Das Gitterwerk des Weidenmannes war längst zusammengestürzt. Der Priester löste seinen Blick von den Flammen, um sich den Kriegern zuzuwenden. Gerade wollte er zu weihevollen Worten ansetzen, als die Männer in Unruhe gerieten. Zwei von ihnen traten vor und zerrten eine schmale Gestalt mit sich, die aus einer Wunde am Kopf blutete.
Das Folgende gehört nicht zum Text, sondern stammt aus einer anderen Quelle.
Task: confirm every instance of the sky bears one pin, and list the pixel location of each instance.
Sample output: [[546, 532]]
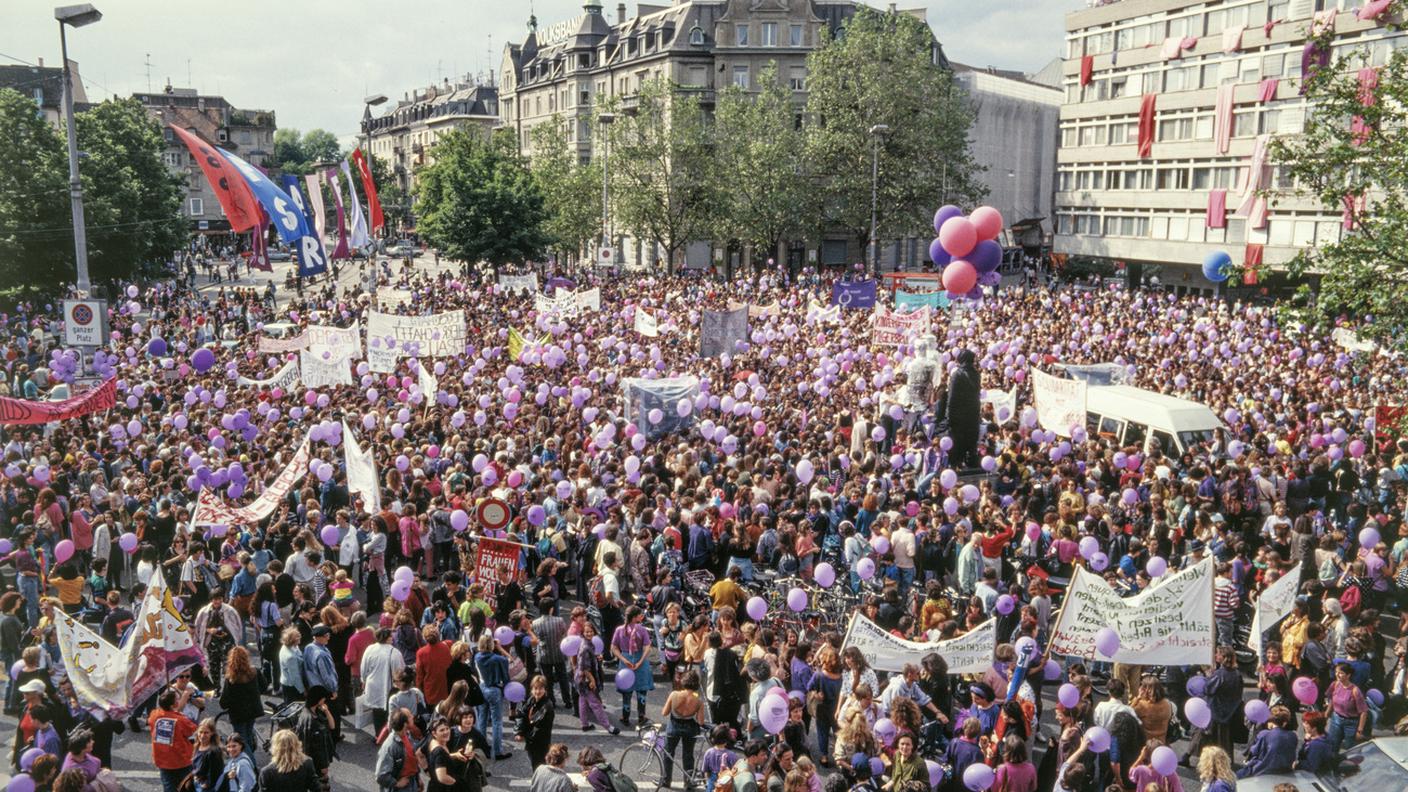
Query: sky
[[313, 61]]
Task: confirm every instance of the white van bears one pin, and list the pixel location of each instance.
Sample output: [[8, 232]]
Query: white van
[[1132, 416]]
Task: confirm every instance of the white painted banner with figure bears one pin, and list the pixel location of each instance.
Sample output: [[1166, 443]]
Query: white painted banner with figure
[[1170, 623], [435, 336], [1060, 403], [970, 653]]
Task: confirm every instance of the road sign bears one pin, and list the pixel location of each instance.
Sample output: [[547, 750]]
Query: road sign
[[492, 513], [85, 323]]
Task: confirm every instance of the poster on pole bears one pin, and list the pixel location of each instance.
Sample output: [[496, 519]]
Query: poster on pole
[[1274, 603], [494, 562], [1060, 403], [1169, 623], [970, 653]]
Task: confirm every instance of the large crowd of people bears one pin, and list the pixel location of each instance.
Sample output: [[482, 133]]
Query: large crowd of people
[[789, 458]]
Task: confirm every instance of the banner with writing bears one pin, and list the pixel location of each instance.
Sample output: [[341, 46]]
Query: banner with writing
[[437, 336], [317, 371], [720, 331], [1060, 403], [1276, 602], [496, 562], [891, 329], [286, 378], [970, 653], [279, 345], [853, 293], [1169, 623], [213, 510]]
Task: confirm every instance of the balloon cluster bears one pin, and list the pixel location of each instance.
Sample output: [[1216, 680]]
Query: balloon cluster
[[968, 248]]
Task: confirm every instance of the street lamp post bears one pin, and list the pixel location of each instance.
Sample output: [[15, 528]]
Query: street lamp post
[[876, 134], [366, 124], [76, 16], [606, 120]]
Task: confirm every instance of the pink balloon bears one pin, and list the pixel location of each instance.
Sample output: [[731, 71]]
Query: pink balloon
[[958, 236]]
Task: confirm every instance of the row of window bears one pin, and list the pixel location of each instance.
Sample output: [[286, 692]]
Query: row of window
[[766, 35], [1284, 231]]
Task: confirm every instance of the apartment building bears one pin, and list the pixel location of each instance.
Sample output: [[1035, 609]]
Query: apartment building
[[1167, 104]]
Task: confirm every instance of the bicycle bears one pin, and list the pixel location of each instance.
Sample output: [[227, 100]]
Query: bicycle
[[645, 758]]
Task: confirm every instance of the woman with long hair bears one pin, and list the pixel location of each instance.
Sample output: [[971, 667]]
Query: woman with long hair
[[289, 768], [240, 695]]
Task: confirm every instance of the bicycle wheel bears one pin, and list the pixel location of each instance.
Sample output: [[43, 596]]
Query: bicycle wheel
[[644, 765]]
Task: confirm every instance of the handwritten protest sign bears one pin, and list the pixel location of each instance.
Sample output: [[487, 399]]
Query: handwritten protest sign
[[1170, 623]]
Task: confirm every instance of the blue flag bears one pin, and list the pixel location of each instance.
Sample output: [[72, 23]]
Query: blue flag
[[309, 265], [853, 293]]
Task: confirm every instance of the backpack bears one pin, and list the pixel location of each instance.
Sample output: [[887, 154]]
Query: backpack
[[620, 781], [597, 591]]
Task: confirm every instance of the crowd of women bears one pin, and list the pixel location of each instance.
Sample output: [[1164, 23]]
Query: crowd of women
[[368, 613]]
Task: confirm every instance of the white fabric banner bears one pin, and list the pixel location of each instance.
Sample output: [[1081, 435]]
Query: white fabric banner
[[286, 378], [341, 341], [518, 283], [970, 653], [1274, 603], [361, 472], [438, 336], [1169, 623], [318, 372], [891, 329], [1060, 403], [213, 510]]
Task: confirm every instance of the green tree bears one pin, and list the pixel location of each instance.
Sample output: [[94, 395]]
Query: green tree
[[479, 202], [662, 169], [34, 200], [131, 200], [880, 71], [761, 154], [1350, 155], [570, 189]]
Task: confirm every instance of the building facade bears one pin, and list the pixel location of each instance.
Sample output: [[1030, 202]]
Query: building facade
[[1214, 82], [244, 133], [1014, 138], [406, 134]]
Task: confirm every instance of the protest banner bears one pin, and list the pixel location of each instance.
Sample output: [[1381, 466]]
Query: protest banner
[[19, 412], [494, 562], [341, 341], [1060, 403], [280, 345], [435, 336], [1169, 623], [1276, 602], [853, 293], [720, 331], [211, 510], [970, 653], [361, 472], [520, 283], [286, 378], [891, 329], [317, 371]]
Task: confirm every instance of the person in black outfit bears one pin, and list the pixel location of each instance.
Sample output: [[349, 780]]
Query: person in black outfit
[[962, 410]]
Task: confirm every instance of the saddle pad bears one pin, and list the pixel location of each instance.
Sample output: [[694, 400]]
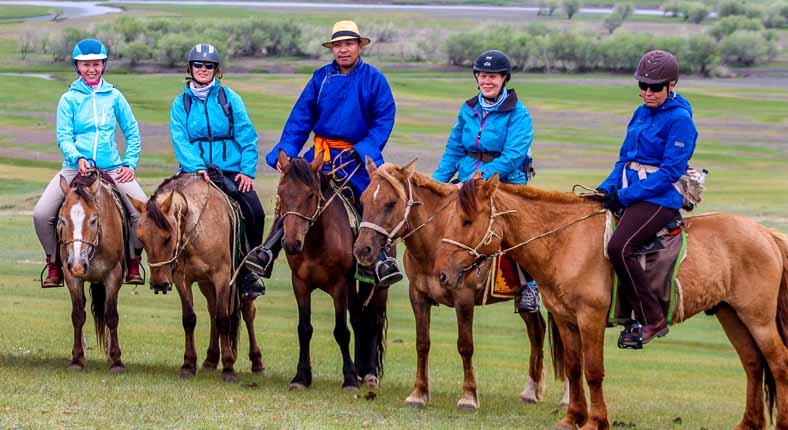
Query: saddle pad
[[503, 281], [662, 268]]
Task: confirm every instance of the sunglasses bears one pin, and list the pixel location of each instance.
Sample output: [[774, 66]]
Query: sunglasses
[[201, 64], [655, 88]]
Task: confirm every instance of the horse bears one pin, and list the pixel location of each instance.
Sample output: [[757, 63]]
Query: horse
[[185, 228], [736, 268], [401, 204], [318, 241], [91, 240]]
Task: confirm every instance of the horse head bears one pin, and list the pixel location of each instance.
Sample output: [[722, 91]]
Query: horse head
[[78, 223], [385, 204], [161, 229], [299, 198], [470, 236]]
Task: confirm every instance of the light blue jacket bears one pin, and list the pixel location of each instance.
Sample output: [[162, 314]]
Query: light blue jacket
[[663, 137], [86, 126], [205, 137], [506, 131]]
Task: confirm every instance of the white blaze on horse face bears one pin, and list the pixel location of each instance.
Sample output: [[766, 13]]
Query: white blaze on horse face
[[77, 220]]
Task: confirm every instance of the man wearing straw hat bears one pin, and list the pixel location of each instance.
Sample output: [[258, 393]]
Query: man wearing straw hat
[[349, 106]]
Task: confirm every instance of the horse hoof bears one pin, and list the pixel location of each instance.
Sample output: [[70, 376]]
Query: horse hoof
[[230, 377], [467, 404], [413, 402]]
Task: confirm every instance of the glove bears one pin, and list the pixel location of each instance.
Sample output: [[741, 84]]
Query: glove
[[610, 200]]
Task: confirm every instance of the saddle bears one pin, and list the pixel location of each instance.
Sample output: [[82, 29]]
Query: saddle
[[661, 258]]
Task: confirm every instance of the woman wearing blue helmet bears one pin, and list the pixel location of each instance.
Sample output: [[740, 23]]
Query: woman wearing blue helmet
[[87, 115]]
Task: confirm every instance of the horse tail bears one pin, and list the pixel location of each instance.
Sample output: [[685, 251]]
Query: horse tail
[[556, 348], [98, 298]]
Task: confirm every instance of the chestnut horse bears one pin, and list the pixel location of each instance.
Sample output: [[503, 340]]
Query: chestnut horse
[[318, 241], [734, 266], [185, 229], [400, 204], [90, 232]]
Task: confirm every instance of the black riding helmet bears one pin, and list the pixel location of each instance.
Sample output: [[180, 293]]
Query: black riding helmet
[[493, 61]]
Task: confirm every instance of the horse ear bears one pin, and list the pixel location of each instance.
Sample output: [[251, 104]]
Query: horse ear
[[138, 204], [282, 160], [370, 165], [317, 162], [408, 168], [64, 185]]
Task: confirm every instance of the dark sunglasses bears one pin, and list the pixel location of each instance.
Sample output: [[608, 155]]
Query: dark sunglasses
[[201, 64], [655, 88]]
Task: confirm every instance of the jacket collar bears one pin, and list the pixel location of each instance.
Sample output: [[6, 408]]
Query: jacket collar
[[508, 105]]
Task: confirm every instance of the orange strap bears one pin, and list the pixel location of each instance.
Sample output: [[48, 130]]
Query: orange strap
[[325, 145]]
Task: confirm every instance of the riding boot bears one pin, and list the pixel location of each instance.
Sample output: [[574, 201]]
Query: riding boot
[[54, 274], [133, 276]]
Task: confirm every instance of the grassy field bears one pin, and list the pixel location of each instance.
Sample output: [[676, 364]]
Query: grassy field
[[690, 380]]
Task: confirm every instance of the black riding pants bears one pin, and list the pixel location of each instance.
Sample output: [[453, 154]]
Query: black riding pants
[[639, 224]]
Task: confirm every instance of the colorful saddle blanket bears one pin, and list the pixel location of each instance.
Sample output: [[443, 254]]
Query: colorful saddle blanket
[[661, 258]]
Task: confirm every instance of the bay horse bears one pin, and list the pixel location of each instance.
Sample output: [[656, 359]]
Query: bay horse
[[185, 228], [318, 241], [91, 240], [401, 204], [734, 266]]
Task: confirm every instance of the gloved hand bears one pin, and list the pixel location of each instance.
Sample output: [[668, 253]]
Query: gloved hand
[[610, 200]]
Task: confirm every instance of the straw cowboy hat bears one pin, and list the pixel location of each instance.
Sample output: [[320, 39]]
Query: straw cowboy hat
[[345, 30]]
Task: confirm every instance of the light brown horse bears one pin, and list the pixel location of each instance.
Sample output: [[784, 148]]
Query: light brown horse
[[733, 265], [400, 203], [185, 229], [90, 231]]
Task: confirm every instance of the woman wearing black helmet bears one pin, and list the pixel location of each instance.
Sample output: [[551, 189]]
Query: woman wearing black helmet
[[659, 143], [493, 134], [213, 135]]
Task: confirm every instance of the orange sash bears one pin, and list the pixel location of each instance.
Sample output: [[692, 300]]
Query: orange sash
[[325, 145]]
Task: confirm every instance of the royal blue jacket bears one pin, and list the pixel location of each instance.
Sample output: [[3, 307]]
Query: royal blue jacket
[[506, 130], [205, 137], [86, 126], [663, 137], [357, 107]]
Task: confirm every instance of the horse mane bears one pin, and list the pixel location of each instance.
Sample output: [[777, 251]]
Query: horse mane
[[152, 207], [81, 185]]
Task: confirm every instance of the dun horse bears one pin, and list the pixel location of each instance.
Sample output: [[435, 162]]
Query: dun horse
[[186, 228], [90, 230], [401, 204], [318, 241], [734, 266]]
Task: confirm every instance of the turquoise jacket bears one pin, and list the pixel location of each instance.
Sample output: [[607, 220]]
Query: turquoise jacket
[[506, 131], [86, 126], [205, 137]]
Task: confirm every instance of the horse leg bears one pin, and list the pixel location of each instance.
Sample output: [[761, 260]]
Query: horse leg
[[535, 327], [753, 363], [113, 283], [421, 310], [464, 307], [255, 355], [577, 411], [342, 335], [592, 336], [212, 356], [303, 376], [76, 289], [189, 320]]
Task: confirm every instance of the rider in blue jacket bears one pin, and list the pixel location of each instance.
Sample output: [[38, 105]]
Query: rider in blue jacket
[[659, 143], [213, 135], [87, 117], [349, 107], [493, 134]]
Jodokus, Anblick grub sich wie ein Eisenstachel in Jorins Herz. Hilflos mußte der Junge mitansehen, wie der Priester ein paar kurze Worte mit den Bewachern des Sängers wechselte, dann deutete er unmißverständlich auf das Feuer in seinem Rücken.

Ungerührt verfolgte der Priester, wie die beiden Krieger Jodokus zum Scheiterhaufen zerrten. Die Flammen spiegelten sich im Blick des Hunnen, und selbst für Jorin oben auf den Zinnen sah es aus, als hätten seine Augäpfel Feuer gefangen.

Lange saßen Kriemhild und Etzel auf den Stufen des Nordturms und sagten kein Wort, versunken in sorgenvollen Gedanken. Schließlich aber gab der Prinz sich einen Ruck und stand auf.

»Ich muß zurück zu meinen Männern«, meinte er und reichte Kriemhild die Hand.

Sie beachtete die Geste nicht und erhob sich ohne seine Hilfe. Der Gestank des brennenden Weidenmannes zog durch den Turm wie durch einen Kaminschacht, sammelte sich im oberen Teil und wurde mit jedem Atemzug unerträglicher. Aber Kriemhild wußte auch, daß der Odem der brennenden Frauen sie in jeden Winkel der Festung verfolgen würde und daß es keinen Zweck hatte, davor davonzulaufen.

Sie gab Etzel ebenso wie Berenike die Schuld am Tod der Hexenschülerinnen. Aber hatte er überhaupt eine andere Wahl gehabt? Der Priester und die übrigen Krieger verlangten vom Sohn ihres Herrschers, daß er sich unerbittlich zeigte. Doch allein die Tatsache, daß Etzel dem grauenvollen Ritual nicht beigewohnt hatte, verriet deutlich, daß es mit seiner Unerbittlichkeit nicht allzuweit her war. Etzel war kaum älter als Kriemhild, und sie fragte sich, wie sie selbst an seiner Stelle gehandelt hätte. Sie gab solche Gedankengänge auf, als ihr klar wurde, daß sie sich nie, niemals in einen Hunnen würde hineindenken können.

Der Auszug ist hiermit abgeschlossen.